DHS blocks justice for whistleblower, wastes tax dollars

money-on-fire-2Robert MacLean had been waiting seven years for resolution of his whistleblower complaint against the federal Transportation Security Administration (TSA). Justice finally seemed near when the U.S. Court of Appeals for the Federal Circuit ruled in his favor on April 26. But, now, the Department of Homeland Security (TSA’s parent agency) is trying to drag out the case for additional months and  possibly years at a cost to taxpayers that is hard to justify. 

MacLean’s troubles began after he disclosed a change to TSA policy that would have left passenger flights vulnerable to terrorists. As a result of his disclosure, Congress ensured that the change would not be implemented. MacLean, who may have prevented a repeat of the 9/11 attacks, should have been commended for his good judgement and courage. But, the mandarins at TSA seem to prefer unquestioning obedience to strengthening national security. They retroactively designated the information MacLean disclosed as Sensitive Security Information (SSI), then fired him for disclosing SSI.

In a case so clearly offensive to fairness, it should have been possible to restore MacLean to his job within weeks.  But, the “justice” process for federal employees doesn’t work that way; it barely works at all.  The odds of a federal employee prevailing in any of the special courts assigned to hear their complaints are said to be less than three percent, and whistleblower cases may drag on for years and years.  Retaliating officials are defended by government attorneys who pass on the expense to taxpayers. In contrast, whistleblowers have to find their own attorneys and pay fees of $200-400 an hour. For most, it becomes a question of “How much justice can I afford?”

There’s a financial breaking point for nearly every whistleblower, and the government does its best to achieve it through endless delays. Even when there is no credible excuse, the government delays. What it lacks in legal brilliance it makes up for with old-fashioned stonewalling. For vindictive government officials it’s all good because even when the government loses a case, the public pays the cost of that, too. Retaliating officials and their co-conspirators are rarely punished and many receive bonuses and promotions–also at taxpayer expense. Perversely, the only costs associated with whistleblower cases that the public are not forced to cover are the costs of protecting whistleblowers from illegal government retaliation. In essence, taxpayers are paying for the bullets used to shoot down brave individuals trying to protect the rest of us from harm.
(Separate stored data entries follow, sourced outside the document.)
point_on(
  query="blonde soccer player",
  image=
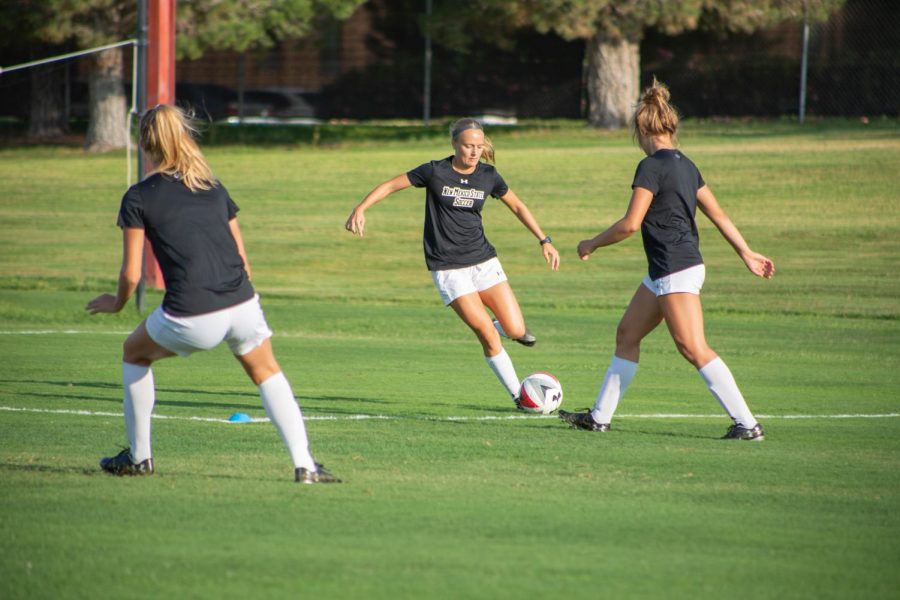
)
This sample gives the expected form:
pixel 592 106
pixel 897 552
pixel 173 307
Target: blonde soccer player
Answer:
pixel 191 223
pixel 666 191
pixel 463 263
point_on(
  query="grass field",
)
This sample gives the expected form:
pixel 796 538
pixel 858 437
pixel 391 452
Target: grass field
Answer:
pixel 449 493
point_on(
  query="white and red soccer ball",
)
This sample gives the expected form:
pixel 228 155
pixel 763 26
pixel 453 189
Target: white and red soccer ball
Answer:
pixel 540 393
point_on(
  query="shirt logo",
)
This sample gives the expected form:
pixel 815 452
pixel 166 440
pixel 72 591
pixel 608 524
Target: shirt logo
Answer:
pixel 464 198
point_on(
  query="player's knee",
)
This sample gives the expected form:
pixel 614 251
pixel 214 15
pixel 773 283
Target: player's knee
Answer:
pixel 490 340
pixel 626 337
pixel 133 355
pixel 515 331
pixel 693 353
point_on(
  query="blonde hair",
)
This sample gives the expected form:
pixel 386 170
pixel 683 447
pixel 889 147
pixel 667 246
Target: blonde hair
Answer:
pixel 654 115
pixel 464 124
pixel 167 136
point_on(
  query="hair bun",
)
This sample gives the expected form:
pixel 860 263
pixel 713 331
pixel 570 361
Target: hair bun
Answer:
pixel 656 94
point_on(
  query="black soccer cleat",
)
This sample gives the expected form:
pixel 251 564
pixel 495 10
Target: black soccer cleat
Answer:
pixel 527 339
pixel 122 464
pixel 320 475
pixel 739 432
pixel 583 421
pixel 518 401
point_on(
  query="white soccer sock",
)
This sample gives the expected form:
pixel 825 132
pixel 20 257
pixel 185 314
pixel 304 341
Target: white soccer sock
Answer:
pixel 140 395
pixel 721 383
pixel 615 382
pixel 284 412
pixel 502 366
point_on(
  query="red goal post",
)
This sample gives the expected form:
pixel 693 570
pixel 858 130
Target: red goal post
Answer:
pixel 157 27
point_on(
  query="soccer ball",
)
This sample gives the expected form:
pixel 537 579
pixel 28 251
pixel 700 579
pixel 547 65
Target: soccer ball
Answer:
pixel 540 393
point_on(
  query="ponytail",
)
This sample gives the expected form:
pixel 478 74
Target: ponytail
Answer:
pixel 654 115
pixel 167 137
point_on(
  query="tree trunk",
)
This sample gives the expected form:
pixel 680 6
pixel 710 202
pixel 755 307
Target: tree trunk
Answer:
pixel 613 81
pixel 106 126
pixel 47 114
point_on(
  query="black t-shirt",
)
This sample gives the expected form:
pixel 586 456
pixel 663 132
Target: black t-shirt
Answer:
pixel 192 241
pixel 454 235
pixel 669 229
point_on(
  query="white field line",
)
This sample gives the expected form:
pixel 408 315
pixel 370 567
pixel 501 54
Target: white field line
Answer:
pixel 63 332
pixel 360 417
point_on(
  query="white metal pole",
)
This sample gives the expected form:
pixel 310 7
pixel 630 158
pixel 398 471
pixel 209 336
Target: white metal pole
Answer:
pixel 426 110
pixel 803 65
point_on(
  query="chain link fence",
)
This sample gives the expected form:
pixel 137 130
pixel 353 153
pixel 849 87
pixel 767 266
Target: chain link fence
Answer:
pixel 853 68
pixel 372 67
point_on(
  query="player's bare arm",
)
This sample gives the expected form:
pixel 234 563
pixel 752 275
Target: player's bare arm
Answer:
pixel 758 264
pixel 624 227
pixel 239 240
pixel 518 208
pixel 356 222
pixel 129 276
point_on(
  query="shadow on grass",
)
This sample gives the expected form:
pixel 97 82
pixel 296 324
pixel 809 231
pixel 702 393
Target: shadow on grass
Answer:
pixel 50 469
pixel 99 385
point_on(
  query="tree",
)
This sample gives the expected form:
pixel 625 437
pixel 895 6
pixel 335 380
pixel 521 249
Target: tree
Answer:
pixel 613 29
pixel 200 24
pixel 20 18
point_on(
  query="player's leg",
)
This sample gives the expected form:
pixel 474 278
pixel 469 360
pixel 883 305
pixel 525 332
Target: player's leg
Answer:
pixel 250 340
pixel 509 321
pixel 139 352
pixel 641 317
pixel 472 311
pixel 490 280
pixel 684 317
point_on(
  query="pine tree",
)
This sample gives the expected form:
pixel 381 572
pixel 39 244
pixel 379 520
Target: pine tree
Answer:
pixel 613 30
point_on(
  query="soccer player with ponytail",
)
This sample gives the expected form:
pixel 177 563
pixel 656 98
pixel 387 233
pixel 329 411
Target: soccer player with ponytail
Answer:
pixel 666 191
pixel 463 264
pixel 191 223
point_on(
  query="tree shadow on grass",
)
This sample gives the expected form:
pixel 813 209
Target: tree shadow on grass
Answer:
pixel 59 470
pixel 165 402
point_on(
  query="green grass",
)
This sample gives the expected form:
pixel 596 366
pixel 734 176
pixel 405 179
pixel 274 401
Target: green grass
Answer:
pixel 482 506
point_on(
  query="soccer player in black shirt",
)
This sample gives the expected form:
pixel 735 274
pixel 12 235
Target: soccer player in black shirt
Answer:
pixel 463 264
pixel 667 190
pixel 192 226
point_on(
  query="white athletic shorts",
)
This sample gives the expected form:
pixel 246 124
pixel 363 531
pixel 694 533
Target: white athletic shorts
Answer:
pixel 453 283
pixel 688 281
pixel 243 326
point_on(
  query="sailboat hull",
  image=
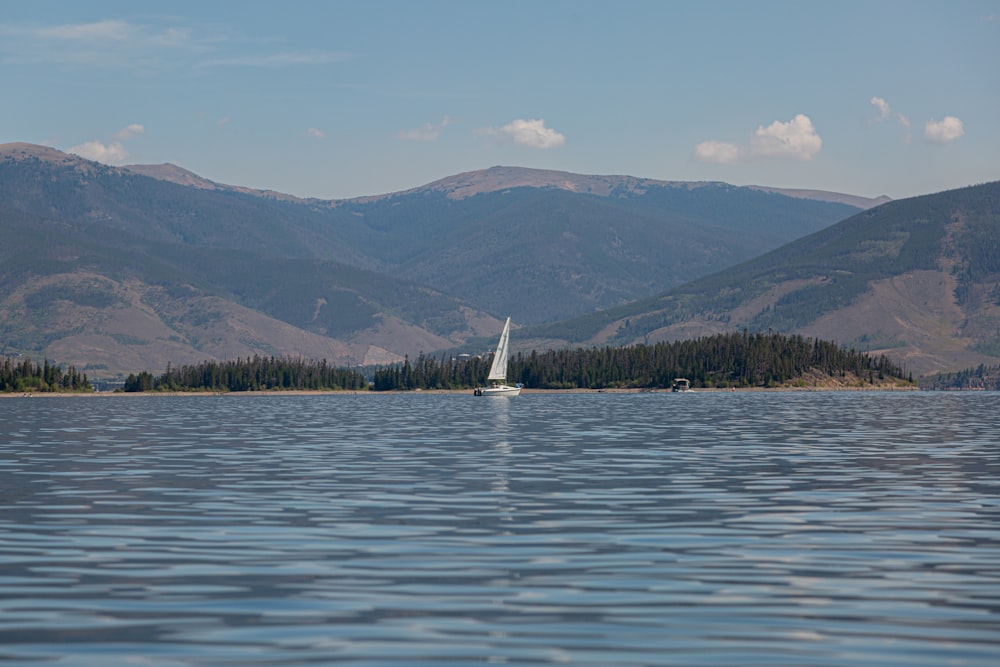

Increasingly, it seems, the Executive Branch is using whistleblowers as pawns in alarming power grabs.  In Maclean, for example, the government argued that it had the right to deny a whistleblower the protections of the Whistleblower Protection Act (WPA) because, in other legislation, Congress had authorized DHS to issue regulations for the protection of Sensitive Security Information.

The Merit Systems Protection Board or MSPB (itself part of the Executive Branch) agreed with the DHS’ expansive view of executive powers.  But, the U.S. Court of Appeals for the Federal Circuit reversed the MSPB’s decision, noting that Congress had clearly indicated that it did not want DHS to have such broad authority.  Indeed, three members of Congress submitted friend-of-the-court briefs in support of Mr. MacLean.

The appeals court ruled that “Mr. MacLean’s disclosure is not “specifically prohibited by law” within the meaning of the WPA.” In other words, Congress, not the Executive Branch, is empowered to decide the extent of whistleblower protections. The court thus reaffirmed the separation of powers doctrine that is central to the U.S. Constitution, our chief protection against tyrannical government.

Nevertheless, the DHS seems determined to find some loophole in that ruling to exploit–regardless of the cost to taxpayers and while the rest of government struggles with major budget cuts. On May 3, the DHS filed a request with the court for an extension of time of “60 days, up to and including August 9, 2013” to file a petition for rehearing or rehearing en banc.”

“This case involves a sensitive issue of law that requires careful review and deliberation by the Department of Homeland Security, the Department of Transportation, and other interested agencies. Additional time is needed to continue these discussions. In addition, we must secure the Solicitor General’s permission before filing any such petition. We anticipate that an additional 60 days will provide the Solicitor General sufficient time to determine whether the United States will file any further request for review and for the undersigned counsel to adequately prepare and obtain the necessary supervisory approval prior to filing the petition.”

The request by DHS delays justice for Robert MacLean, at a minimum, an additional 60 days (on top of the 45 days automatically granted).  If the DHS succeeds in getting another layer of review, the delay could extend another year or longer. Taxpayers and Mr. MacLean will pay the costs of these delays, and for what? An end run around Congress? To punish a conscientious civil servant?

In cases like MacLean’s, the rights of all Americans as well as those of the whistleblower are at stake. For our own protection, we the taxpayers need to make our voices heard. We should begin by petitioning the administration not to appeal the Federal Circuit’s decision in the MacLean case.  Secondly, we should press Congress for legislation that levels the playing field for whistleblowers–financially as well as legally–in recognition that the whistleblower’s interests are intertwined with those of the nation.